Stony Brook isn’t the first school to do away with gender-specific homecoming titles. Penn State University, Purdue University and Northwestern University have made the same changes in recent years.
RJ Samodal, 22, said he’s always wanted to run for the court. The senior physics and psychology student chose not to participate in the race for king in previous years because he wanted to support friends who were running. He worried it would make the competition for a single crown more challenging.
Now it doesn’t feel as competitive when everyone has a fair chance at three spots, he said.
“I’m not anxious about winning or losing, it’s just a good opportunity to inspire school pride and spirit,” said Samodal, of the upstate Town of Horseheads. “We’re just trying to inspire a brighter future.”
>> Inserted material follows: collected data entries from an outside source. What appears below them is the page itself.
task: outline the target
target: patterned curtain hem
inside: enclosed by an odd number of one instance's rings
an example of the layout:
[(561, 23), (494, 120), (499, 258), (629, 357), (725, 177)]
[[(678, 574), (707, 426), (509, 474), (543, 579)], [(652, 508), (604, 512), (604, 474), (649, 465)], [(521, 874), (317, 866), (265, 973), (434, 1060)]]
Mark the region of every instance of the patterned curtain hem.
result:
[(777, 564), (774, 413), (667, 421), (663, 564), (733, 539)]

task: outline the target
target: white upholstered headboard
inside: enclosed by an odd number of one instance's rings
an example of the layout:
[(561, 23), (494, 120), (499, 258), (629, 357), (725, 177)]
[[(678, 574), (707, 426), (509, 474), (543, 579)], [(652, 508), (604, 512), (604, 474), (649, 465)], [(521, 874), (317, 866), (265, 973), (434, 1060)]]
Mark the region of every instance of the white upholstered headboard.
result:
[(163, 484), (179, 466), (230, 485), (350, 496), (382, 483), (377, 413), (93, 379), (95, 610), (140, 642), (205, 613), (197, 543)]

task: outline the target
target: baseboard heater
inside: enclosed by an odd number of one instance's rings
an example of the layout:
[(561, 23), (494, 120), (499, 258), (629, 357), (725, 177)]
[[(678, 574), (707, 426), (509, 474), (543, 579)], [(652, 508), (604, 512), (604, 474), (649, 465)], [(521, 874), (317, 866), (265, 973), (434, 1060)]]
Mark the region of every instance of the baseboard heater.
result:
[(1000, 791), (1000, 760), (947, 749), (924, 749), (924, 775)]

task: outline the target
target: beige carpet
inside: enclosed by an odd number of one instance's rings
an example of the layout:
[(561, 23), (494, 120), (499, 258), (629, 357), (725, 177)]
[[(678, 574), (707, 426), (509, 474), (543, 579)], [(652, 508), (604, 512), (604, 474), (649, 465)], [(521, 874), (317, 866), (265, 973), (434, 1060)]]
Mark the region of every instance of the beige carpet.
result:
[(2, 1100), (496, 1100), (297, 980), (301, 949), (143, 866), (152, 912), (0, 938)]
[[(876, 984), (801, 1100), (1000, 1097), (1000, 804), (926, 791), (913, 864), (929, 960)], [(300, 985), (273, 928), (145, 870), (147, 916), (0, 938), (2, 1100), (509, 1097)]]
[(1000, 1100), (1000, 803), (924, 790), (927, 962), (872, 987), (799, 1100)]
He even has his outfit picked out for the big announcement at Saturday’s homecoming festivities, when the members of the court will be announced: a tuxedo with a Stony Brook-red bow tie and accessories.
As for Fernandez, a big part of their school pride stems from how inclusive Stony Brook has become. Win or not, when Fernandez gets to stand on the football field Saturday in an outfit of choice, “it’s not going to be anything ever seen before.”
“I was here when it felt less inclusive and the turnover has been amazing,” Fernandez said. “I hope this opens up the doors for other students coming up, that they realize they matter and they can do it too.”